The bill fails to consider other more imaginative
forms of penalty which could be imposed
The bill only provides two sanctions. One is
an unlimited fine. The other is a remedial order. There are already
unlimited fines for lesser offences. There may be no difference
in fine for offences of corporate manslaughter than there are
for breaches under the Health and Safety at Work Act 1974 and
the Health and Safety Executive already have the power to make
remedial orders.
Consideration should be given to significantly
expanding the armoury of penalties available to the court:
requiring fines to be commensurate
with the offence and significantly higher than for convictions
under the 1974 Act;
linking fines with profitability
of the company;
retaining the option of imprisonment;
disqualification of directors;
punitive awards of compensation to
be paid by the company to the families of the deceased worker.
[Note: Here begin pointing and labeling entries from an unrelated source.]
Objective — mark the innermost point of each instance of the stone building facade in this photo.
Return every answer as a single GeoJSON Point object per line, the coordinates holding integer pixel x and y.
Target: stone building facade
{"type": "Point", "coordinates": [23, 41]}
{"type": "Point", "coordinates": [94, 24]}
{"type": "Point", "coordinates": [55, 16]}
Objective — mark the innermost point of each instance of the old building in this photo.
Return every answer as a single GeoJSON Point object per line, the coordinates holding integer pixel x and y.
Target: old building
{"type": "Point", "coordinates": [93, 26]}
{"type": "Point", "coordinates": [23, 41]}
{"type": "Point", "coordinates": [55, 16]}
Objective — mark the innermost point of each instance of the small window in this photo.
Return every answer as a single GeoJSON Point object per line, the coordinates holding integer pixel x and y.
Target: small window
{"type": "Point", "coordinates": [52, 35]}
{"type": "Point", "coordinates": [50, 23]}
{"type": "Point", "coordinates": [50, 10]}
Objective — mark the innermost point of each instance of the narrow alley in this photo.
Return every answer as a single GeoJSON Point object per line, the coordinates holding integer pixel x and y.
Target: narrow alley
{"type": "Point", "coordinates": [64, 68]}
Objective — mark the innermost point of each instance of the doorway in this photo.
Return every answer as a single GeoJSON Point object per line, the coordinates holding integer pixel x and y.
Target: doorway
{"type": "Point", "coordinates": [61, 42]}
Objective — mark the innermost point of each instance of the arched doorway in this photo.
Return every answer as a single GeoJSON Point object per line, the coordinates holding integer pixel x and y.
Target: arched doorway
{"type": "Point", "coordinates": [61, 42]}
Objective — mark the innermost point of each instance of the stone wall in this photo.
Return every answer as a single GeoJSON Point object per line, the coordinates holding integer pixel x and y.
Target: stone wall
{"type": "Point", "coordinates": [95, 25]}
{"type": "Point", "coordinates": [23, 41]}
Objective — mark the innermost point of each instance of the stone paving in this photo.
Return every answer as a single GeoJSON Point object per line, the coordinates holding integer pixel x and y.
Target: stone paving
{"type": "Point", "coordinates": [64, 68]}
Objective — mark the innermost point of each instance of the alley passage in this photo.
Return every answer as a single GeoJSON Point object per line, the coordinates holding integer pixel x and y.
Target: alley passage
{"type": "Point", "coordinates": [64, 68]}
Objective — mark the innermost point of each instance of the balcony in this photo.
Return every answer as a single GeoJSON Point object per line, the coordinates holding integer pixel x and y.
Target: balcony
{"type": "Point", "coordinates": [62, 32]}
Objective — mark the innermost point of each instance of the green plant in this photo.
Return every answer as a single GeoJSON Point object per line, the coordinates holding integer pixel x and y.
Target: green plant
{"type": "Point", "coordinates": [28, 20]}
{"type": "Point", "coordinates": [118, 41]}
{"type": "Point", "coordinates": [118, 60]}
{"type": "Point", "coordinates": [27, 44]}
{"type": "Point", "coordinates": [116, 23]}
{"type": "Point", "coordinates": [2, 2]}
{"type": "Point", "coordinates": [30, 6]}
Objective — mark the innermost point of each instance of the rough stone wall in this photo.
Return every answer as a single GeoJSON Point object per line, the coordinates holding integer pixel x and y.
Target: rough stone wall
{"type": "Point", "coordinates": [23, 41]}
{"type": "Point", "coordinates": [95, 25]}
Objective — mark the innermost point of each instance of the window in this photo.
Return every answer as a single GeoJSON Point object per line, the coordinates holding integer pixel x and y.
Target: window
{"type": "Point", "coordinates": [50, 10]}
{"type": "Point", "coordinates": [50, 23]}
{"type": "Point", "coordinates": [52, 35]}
The current level of fines are grossly inadequate
and have little if any deterrenteffect. It is often more cost
effective to ignore safety obligations and to pay a fine. Consequently,
some organisations do profit, directly or indirectly from their
failure to implement safety obligations.
Fines should be significantly increased for
corporate manslaughter and the legislation should specifically
require this.
Consideration should be given to fines which
are linked to the profitability of the company. For example a
company could be ordered to pay 10% of its profits for the next
three years with a minimum amount being specified. This would
have the effect of creating a significant deterrent but would
also require directors to have to explain to their shareholders
why profits and dividends were being adversely affected due to
the company's failure to implement its safety obligations.
Directors of companies with poor safety compliance
should not be allowed to be directors.
Consideration should be given to giving the
court the power to make probation orders against organisations.
A company could therefore be put on probation, and required to
ensure it is compliant with its safety obligations and is operation
in accordance with those obligations. The Health and Safety Executive
could be given the role of "probation officer" and required
to report back to the court periodically for the duration of the
order.
Consideration should be given to giving the
courts power to award punitive damages to be paid by the court
to the victims family. The level of damages could be determined
by the Jury as is the case currently with claims against the police.
This would be in addition to any civil damages entitlement the
family might have.
All too often the victims of a fatal accident
are the surviving family. Punitive damages is not only a deterrent
it is also a way of providing some justice to the victim's family
who are all too often forgotten.
CONCLUSIONS
The main objective of any legislation such as
the corporate manslaughter bill must be to achieve some degree
of change in behaviour which will result in a reduction in the
number of deaths and serious injuries at work.
It can seek to achieve this by making companies
and their directors accountable for their actions. Encouragement
and self regulation have had some effect in the past but on their
own are clearly inadequate. Many companies do take their safety
obligations seriously and continually work with trades unions
to improve safety. This legislation is primarily aimed at those
who do not.
Consequently the bill has to have regard to
all the different aspects of a company's activities that it is
seeking to effect in order to achieve those objectives. That must
include the role of the directors of companies, accountability
for breaches of safety at every level, not just senior managers,
and a proper range of penalties which will have proper impact
on the company and if necessary provide a significant deterrent.
The bill as it stands is unimpressive. It is
unlikely to have any significant impact on health and safety compliance
or on the number of accidents and deaths at work.
However, with significant amendment it has the
capacity to be an important and effective piece of legislation.